From my observation, our immigrant ancestors were of adventurous, hard-working, sturdy stock. After all, look what it took to leave friends and family behind, survive the months-long journey to blaze a trail to an unknown life in the new world.

Carl Moritz Liebe, Immigrant Ancestor

The first immigrant ancestor I will consider is my paternal great-great-grandfather (my great-grandmother's father), Carl Moritz Liebe. 

The name "Liebe" means love in German. Carl seems to exemplify this quality, though I never knew him. After all, he fathered fourteen children, thirteen of whom lived to adulthood. Of those thirteen, eleven went on to have families of their own, extending Carl's legacy for generations to come. And that legacy includes long life. Carl lived to be 74 year old, two of his children lived to age 66, three lived into their mid-70's, seven into their 80's, and one made it to 91. The combined lifespan of these thirteen children is an amazing 1,032 years.

Carl (Charles) Liebe was born on 17 November 1831 in Sachsen, Germany, to John Gottlieb and Christiana (Muller) Liebe (although I have yet to locate them in German records).

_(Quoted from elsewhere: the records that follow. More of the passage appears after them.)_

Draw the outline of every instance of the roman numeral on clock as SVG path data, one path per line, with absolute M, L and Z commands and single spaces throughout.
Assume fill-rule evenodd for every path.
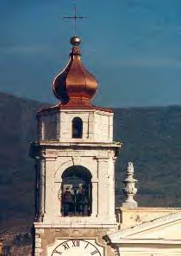
M 61 255 L 61 254 L 62 254 L 61 252 L 58 252 L 58 251 L 54 251 L 54 253 L 58 253 L 59 255 Z M 54 253 L 53 253 L 53 254 L 54 254 Z
M 97 250 L 95 250 L 94 252 L 91 252 L 91 253 L 90 253 L 91 255 L 94 255 L 94 254 L 96 254 L 96 253 L 98 253 L 98 251 L 97 251 Z
M 72 240 L 72 247 L 78 247 L 80 246 L 79 240 Z
M 64 244 L 62 244 L 62 246 L 64 247 L 64 249 L 65 249 L 65 250 L 67 250 L 67 249 L 70 248 L 70 247 L 69 247 L 69 245 L 68 245 L 67 242 L 65 242 Z

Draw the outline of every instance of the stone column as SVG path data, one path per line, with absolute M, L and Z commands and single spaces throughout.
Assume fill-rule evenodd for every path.
M 55 215 L 62 216 L 61 212 L 62 182 L 55 182 Z
M 91 216 L 97 217 L 98 214 L 98 183 L 92 182 L 92 213 Z
M 108 158 L 97 158 L 98 215 L 109 215 Z
M 40 168 L 40 192 L 39 192 L 39 222 L 43 221 L 45 214 L 45 192 L 46 192 L 46 165 L 45 159 L 39 159 Z
M 108 188 L 109 188 L 109 215 L 111 219 L 115 215 L 115 159 L 110 159 L 108 167 Z

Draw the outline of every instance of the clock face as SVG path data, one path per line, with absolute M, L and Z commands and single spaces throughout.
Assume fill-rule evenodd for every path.
M 103 249 L 99 247 L 92 240 L 66 240 L 53 249 L 51 256 L 103 256 Z

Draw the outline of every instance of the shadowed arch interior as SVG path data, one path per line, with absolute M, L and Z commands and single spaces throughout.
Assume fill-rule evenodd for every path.
M 83 121 L 80 117 L 72 120 L 72 138 L 81 139 L 83 136 Z
M 62 214 L 90 215 L 92 202 L 92 175 L 82 165 L 68 167 L 62 174 Z

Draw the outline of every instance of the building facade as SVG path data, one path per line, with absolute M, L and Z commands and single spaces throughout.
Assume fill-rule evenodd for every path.
M 80 39 L 53 91 L 60 101 L 37 114 L 32 143 L 36 188 L 34 256 L 180 256 L 181 209 L 139 208 L 133 165 L 115 208 L 113 111 L 91 103 L 97 83 L 84 67 Z

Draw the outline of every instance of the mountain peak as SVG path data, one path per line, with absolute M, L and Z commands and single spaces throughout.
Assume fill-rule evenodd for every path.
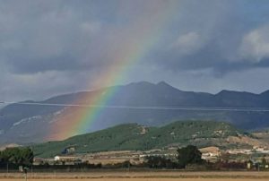
M 170 86 L 169 84 L 168 84 L 166 82 L 161 81 L 160 82 L 157 83 L 157 85 L 165 85 L 165 86 Z

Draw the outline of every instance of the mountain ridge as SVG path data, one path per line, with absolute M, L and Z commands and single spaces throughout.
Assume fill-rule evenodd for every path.
M 91 91 L 79 91 L 58 95 L 43 101 L 28 100 L 32 103 L 89 104 L 91 98 L 104 96 L 117 89 L 115 95 L 106 102 L 107 106 L 122 107 L 196 107 L 196 108 L 269 108 L 269 90 L 260 94 L 246 91 L 225 90 L 216 94 L 184 91 L 165 82 L 151 83 L 141 82 L 126 85 L 111 86 Z M 82 99 L 86 97 L 87 99 Z M 11 104 L 0 109 L 0 143 L 39 142 L 48 141 L 45 137 L 50 127 L 75 114 L 70 107 Z M 63 119 L 63 118 L 62 118 Z M 93 132 L 123 123 L 159 126 L 174 120 L 216 120 L 232 123 L 242 129 L 258 129 L 269 126 L 267 112 L 229 112 L 198 110 L 134 110 L 104 108 L 102 114 L 89 127 Z M 63 125 L 68 122 L 63 122 Z M 42 130 L 39 130 L 42 127 Z M 36 129 L 35 129 L 36 128 Z

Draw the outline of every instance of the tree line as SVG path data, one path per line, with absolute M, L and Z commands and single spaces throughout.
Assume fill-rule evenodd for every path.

I don't know what his childhood was like, how many brothers or sister he had, or whether he was an older or younger child in the family.

Life Between Deck

The first reference to him is in February of 1853, when at the age of 21 he departed from Bremen, Germany aboard the barque "Kosmos", bound for America. He was listed as a "smith", and as a passenger "between deck", the area immediately below the main deck which was used to accommodate passengers travelling on the cheapest class of ticket. Passengers in this area were "offered only the most basic amenities, typically with limited toilet use, no privacy", and "miserable food dealt out of huge kettles into the dinner pails provided by the steamship company." 

The ceiling height of the between deck was 6-8'. The double-deck bunks, made of rough boards, were set up along both sides of the ship, with only a small corridor between bunks. Each bunk was intended to hold 3 to 6 persons, and these were often called family bunks.
The bunks had straw mattresses, which was often home to lice and fleas. Passengers spent most of the two-month voyage in this dark, crowded, smelly room. The only light and fresh air came from the hatch, then entrance from the deck. During rough weather, this hatch had to be covered to prevent water pouring in, making the air barely breathable.

Making the New World His Own

Carl arrived in the port of New York City on 22 April 1853, with his destination listed as "Wisconsin". He wasted no time getting there, probably traveling up the Hudson River, through the Erie Canal to Lake Erie, and sailing to Wisconsin without having to travel over land. He settled in Sheboygan County in the township of Mosel, where "Moritz Liebe" purchased the original 40 acres of his homestead for $192 on 19 July 1853, just three months after his arrival in America.

Mosel was largely inhabited by German immigrant families. One of these was the family of Lorenz and Ernestine Schaaf, from Eischleben, Sax Gotha. Carl fell in love with their oldest daughter, Wendelina Augusta Friederike, and they were married on 22 April 1856. 

Carl built a two-room, "wattle-and-daub" cabin on his homestead. It was built without nails, of logs, clay and straw, and the original roof was thatched with rye straw. Like the other hard-working German immigrants, Carl farmed the fertile soil. By the 1860 census, the couple had three daughters, the value of their real estate was $300, and their personal estate was $230. Ten years later, his real estate was valued at $1200, and personal estate at $575, and there were now 7 daughters: (Thekla Hulda, Emilia Minna, Augusta Ida, Amelia Dorothea (my great-grandmother), Rosalia Laura, Amalia Therese, and Ernestina Marie. The eighth, Elisabeth, lived for only one month). By 1882, two more daughters and three sons would complete Carl and Wendelina's family of 14 children: (Carl Otto, Ernst Ferdinand, Laura Theckla, Gustave Adolph, Bertha Louise and Adolph Carl). 

Carl & Wendeline with daughter Amalia (Molly)
In front of their vine-covered cabin

Some of the Liebe children and their families
On February 4, 1940, the surviving seven children were the subject of a cover article of the Milwaukee Journal. This picture was featured, and the title read: 
The "Youngest" of This Family is 57; Add Them Together- 767 Years

Rosalia Laura, Amalia Theresa, Ernestine Marie, Carl Otto, Ernest Ferdinand, Laura Thekla Paulina, Bertha Louise.

I don't know whether Carl ever became a citizen of his new country, but the 1900 census states that he had applied for his papers. On 10 March 1906, Carl Moritz Liebe passed away, and was buried in the Emmanuel Lutheran Church Cemetery at Mosel.